Relato Tropeiro de: José dos Santos Padre (Bem Padre)

Relato Tropeiro de: José dos Santos Padre (Bem Padre)

Escuita! Esse é o canto do mato a noite. É aqui que agente apeia, em vorta da fogueira pa mode se aquenta e proseá. Agente dorme no mato quase sempre a beira de um rio, é mais fácil cuidar da tropa assim.

Oceis discurpa meu jeito matuto, esqueci de me apresenta: Meu nome... Bom eu tenho dois nomes, um que corre o trecho da lida e um que ta nos documento, o de batismo que é: José dos Santos Padre. Já o da lida é Bem Padre.

Eu nasci em 1895 em São Miguel Arcanjo quando ainda era quase uma vila na rota das tropa. Minha mãe Maria Cândida Lopes do Santos era a parteira da região aprendeu oficio com minha avó que era índia. Meu pai Manoel Livramento dos Santos Padre recebeu esse nome do meu avô que queria que ele fosse padre.

Eu fui criado mais com meu avô e minha mãe, fui conhecer mais meu pai dispois de moço correndo trecho, na lida. Foi com ele que aprendi a ser madrinheiro.

Eu puxo a mula madrinha da tropa com o polaque amarrado no pescoço que vai batendo pa mode a tropa ouvi e segui. Também puxo uma outra mula com as traia da boia, vai tudo nas bruaca. Agente leva um cardeirão de ferro grande, um bule de ferro, duas panelas menor pra fazer os toicin, cestos de palha, e um punhado de coisa pra mode faze a boia pa peaozada.
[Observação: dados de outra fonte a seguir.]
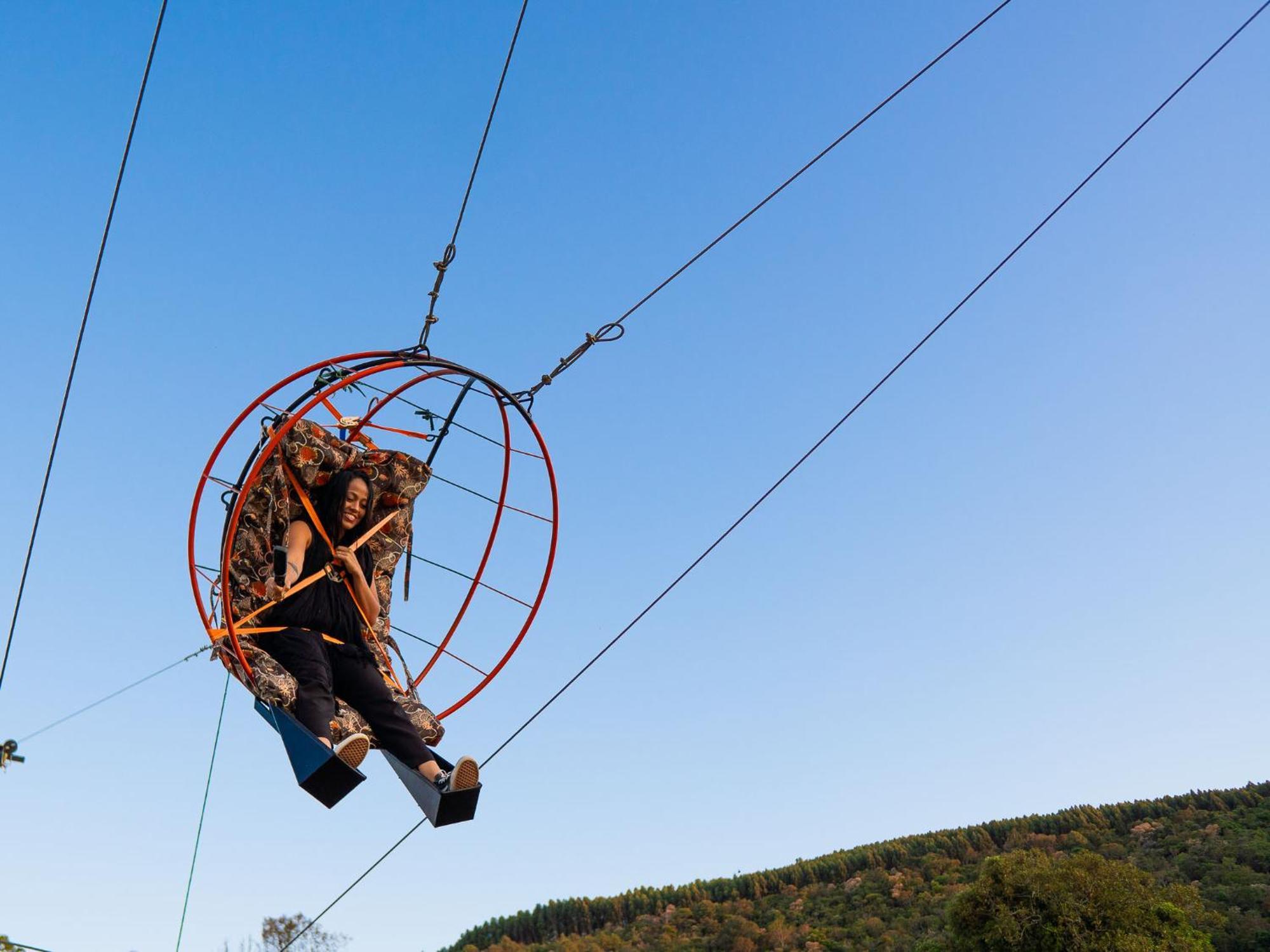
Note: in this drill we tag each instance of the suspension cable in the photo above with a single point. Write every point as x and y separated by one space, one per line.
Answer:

Nóis leva feijão, carne de sol, toicin, fubá, farinha de madioca, café, cachaça e banha. Gente Faz a paçoca, cozinha o feijão gordo com lingüiça quando breganha no trecho. Argumas coisa noís troca pelo caminho pra mode varia a boia. A vida é dura na lida, não é fácil, agente fica tempo fora de casa vive mais no mato, tem que dormi aqui e come o que a terra dá. Mais eu não reclamo gosto de vive assim, as vezes a saudade aperta, mais ai o canto do mato me alegra e em vorta da foguera agente reza.

A tropa pra quem eu trabalho é de Chico Trindade, o Chico é negociante, ele que é o arrieiro. Agente levanta de manhã, mais as vezes espera o sol apontar pra mode esperar o sereno no lombo das mula seca pra num encrua com a poeira da estrada. De manhã eu faço café; ah o café! O café tropeiro! Esse é especiar, num pode farta de jeito nenhum, eu mesmo se encarrego de prepara. Uma semana antes da tropa se junta e sai de viajem, eu passo na roça do Pedro Bento, iscoio os grão mai graúdo e encho a saca daquele café cru, o cumpade Pedro só seca e descasca. Eu levo pa casa, e um dia antes do combinado da viajem eu tomo uma pinguinha aproveito a brasa do fogão a lenha e coloco o danado no torrado, e com carma e paciência vo torrando até o safado do pretinho infesta a vila com aquele chero de café torrado na lenha. Quando termino de torra já é quase hora de sai e os cumpade da tropa vem pelo chero. Minha cumade já deixa o pão pronto, só pa assa, antes do dia raia os cumpade da tropa vem pelo rastro do chero, cada um trás argua coisa, daí eu passo o café no cuado de pano, e a gente toma de canecada. Aiai, sardade de casa!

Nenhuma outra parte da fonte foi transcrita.